The US dollar has rallied significantly during the trading session on Tuesday to show signs of resiliency. We have crashed into the ¥105 level, an area that is a large, round, psychologically significant figure and if we can break above the top of the candlestick for the trading session on Tuesday, then it is likely that we could go to the ¥106 level. Just above there, the 50 day EMA is sitting on the chart, and drafting lower. That should cause a certain amount of psychological and structural resistance, so it will be interesting to see how the market reacts to it.
The pair has been decidedly negative for some time, but it is getting a bit of a boost due to the fact that the US dollar got a bit of a bid. On the other hand, if we were to turn around and a breakdown below the hammer from the previous session, then we will go looking towards the ¥102 level. I believe that fading rallies will probably continue to be the best way to trade this market, so looking at the shorter-term charts is probably going to be the way we need to go forward.

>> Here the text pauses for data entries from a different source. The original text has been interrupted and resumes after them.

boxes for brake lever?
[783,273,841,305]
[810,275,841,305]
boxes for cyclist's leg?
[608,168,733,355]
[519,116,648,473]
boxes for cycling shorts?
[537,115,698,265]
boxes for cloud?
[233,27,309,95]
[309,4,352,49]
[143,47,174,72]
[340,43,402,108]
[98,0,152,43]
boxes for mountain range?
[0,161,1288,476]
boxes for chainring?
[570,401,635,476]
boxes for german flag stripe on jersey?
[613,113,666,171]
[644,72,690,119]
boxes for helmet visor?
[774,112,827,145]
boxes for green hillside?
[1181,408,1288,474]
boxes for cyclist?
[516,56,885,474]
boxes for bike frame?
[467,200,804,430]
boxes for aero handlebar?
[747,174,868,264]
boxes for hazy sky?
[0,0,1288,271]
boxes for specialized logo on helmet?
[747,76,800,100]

Even if we break above the 50 day EMA, I find it difficult to imagine that we are simply going to take off to the upside, rather it is more likely that we will fade those rallies as well for a longer-term move. The market is not one that I feel comfortable buying until we clear the 200 day EMA above, which is basically at the ¥107.50 level. All things being equal, I am looking to jump on weakness when I see it and more importantly signs of exhaustion that can offer value in the Japanese yen.

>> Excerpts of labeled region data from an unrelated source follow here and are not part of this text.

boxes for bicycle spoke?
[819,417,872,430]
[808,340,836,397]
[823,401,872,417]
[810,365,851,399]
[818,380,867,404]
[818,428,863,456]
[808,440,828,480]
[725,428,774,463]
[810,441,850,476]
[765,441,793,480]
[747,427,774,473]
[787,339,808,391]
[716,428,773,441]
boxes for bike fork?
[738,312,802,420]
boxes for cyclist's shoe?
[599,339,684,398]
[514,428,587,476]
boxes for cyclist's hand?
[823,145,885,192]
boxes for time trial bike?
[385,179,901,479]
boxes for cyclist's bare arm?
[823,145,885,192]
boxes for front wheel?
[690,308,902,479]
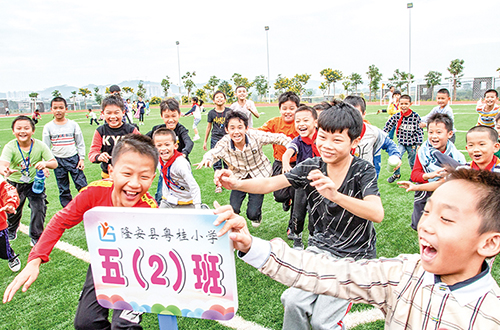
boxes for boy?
[146,98,194,204]
[344,95,401,178]
[153,128,205,209]
[230,86,260,128]
[0,116,57,246]
[203,91,231,180]
[419,88,456,143]
[0,176,21,272]
[42,97,88,207]
[197,111,291,227]
[259,92,300,221]
[398,113,465,230]
[384,95,424,183]
[214,169,500,330]
[89,94,141,179]
[3,133,158,329]
[215,102,384,329]
[283,105,319,249]
[476,89,500,127]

All things being equal, I think that this is a pair that is going to be very choppy as we have seen multiple times over the last couple of weeks. It is interesting that we have pulled back a bit from the ¥105 level, so that shows you just how much trouble each round figure will probably be in this currency pair. Short-term traders will continue to jump back and forth in what is obviously a very volatile market. If we get some type of “risk-off move”, that could also favor the Japanese yen.